Total U.S. oil inventories are expected to decline through the first quarter of 2017, but global inventory is forecast to build through the first half of the year. Higher near-term prices reflected a counter-seasonal decline in total U.S. oil inventories and a decline in inventories at Cushing, Ok., in September and October, EIA reports.
“October refinery runs were 265,000 bbl/d higher than the five-year average in the Midwest, contributing to comparatively large inventory draws in the region,” EIA states. “In October, Midwest crude oil inventories outside Cushing dipped below year-ago levels for the first time since August 2014, likely providing support to near-term WTI prices.”
However, EIA reported large U.S. inventory builds in the last week of October and again in early November, including increased imports into the United States. “These movements could signal a rebalancing between domestic and international markets in the near future,” the agency suggests.
Among U.S. households, 39 percent rely on electricity as the primary heating source, including 63 percent of all households in the South. EIA notes that power generation fueled by natural gas reached record levels last summer, and for the first six months of 2016, natural gas supplied 36 percent of total U.S. electricity generation versus 31 percent for coal. Figure 4 shows projected summer 2017 cooling degree days based on NOAA forecast data. The horizontal lines again indicate each month’s prior 10-year average.

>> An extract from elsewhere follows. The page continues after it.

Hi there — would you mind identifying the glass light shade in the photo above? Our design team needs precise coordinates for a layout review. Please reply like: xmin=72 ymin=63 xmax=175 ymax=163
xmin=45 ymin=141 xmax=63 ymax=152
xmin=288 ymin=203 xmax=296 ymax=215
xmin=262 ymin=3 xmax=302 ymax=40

However, with higher forecast natural gas prices, EIA foresees the share of generation from natural gas experiencing year-over-year declines. Based on expected temperatures and market conditions, EIA says coal will surpass natural gas in electricity generation in the heart of the winter heating months of December, January and February. For full-year 2017, the agency anticipates natural gas accounting for 33 percent of total electricity generation.
EIA data indicate that the generation cost of natural gas averaged $21.30 per megawatt-hour in August, nearly identical to the cost of coal. However, it says the cost of natural gas delivered to electric generators, including both spot market and contract purchases, generally has been increasing, and the agency says it expects average natural gas generation cost to reach a seasonal peak of $31 per megawatt-hour in February. That would be about 40 percent higher than the projected cost of coal on a national average basis.
“The higher relative costs of natural gas are likely to encourage the industry to use more coal to fuel electricity generation,” EIA says. “Forecast colder winter temperatures, especially in areas where coal is dominant, also contribute to higher projected coal use in power generation.”
EIA notes that natural gas now supplies 50 percent of New England’s total regional power generation, and that the increased reliance can put fuel supplies in competition with natural gas used for space heating during cold spells. Consequently, New England winter-time electricity prices on the wholesale market generally have tended to be higher than at other times of the year, with occasional price spikes.